Alice Cravo / O Globo
Senador Plínio Valério disse que a ministra
não merecia respeito; antes, houve discussão com senador Omar Aziz, da base de
Lula
A ministra do Meio Ambiente, Marina Silva,
abandonou a Comissão de Infraestrutura do Senado
Federal nesta terça-feira após bate-boca com senadores e embates sobre
a pavimentação da BR-319, estrada que liga Porto Velho a Manaus.
Marina Silva deixou a sessão depois que o líder do PSDB, senador Plínio Valério (AM), afirmou querer separar a mulher da ministra porque a primeira merecia respeito, e a segunda não.

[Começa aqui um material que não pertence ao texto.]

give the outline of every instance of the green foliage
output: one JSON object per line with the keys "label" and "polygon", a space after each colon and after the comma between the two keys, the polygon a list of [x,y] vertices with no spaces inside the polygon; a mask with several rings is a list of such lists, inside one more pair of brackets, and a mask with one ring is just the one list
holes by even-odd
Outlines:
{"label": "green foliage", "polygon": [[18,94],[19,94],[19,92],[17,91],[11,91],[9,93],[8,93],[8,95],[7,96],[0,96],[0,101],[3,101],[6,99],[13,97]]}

A ministra disse que só continuaria na comissão se houvesse um pedido de desculpas. Plínio se recusou. Em março, disse ter vontade de enforcar a ministra.
— Ao olhar para a senhora, eu estou vendo uma
ministra, não estou vendo uma mulher. A mulher merece respeito. A ministra,
não. Por isso eu quero separar. — disse Valério, nesta terça.
Marina, então, se retirou da comissão
afirmando que não havia respeito por parte do parlamentar, já que havia sido
convidada como ministra.
— Eu fui convidada como ministra, então tem
de respeitar. Eu me retiro porque eu não fui convidada por ser mulher.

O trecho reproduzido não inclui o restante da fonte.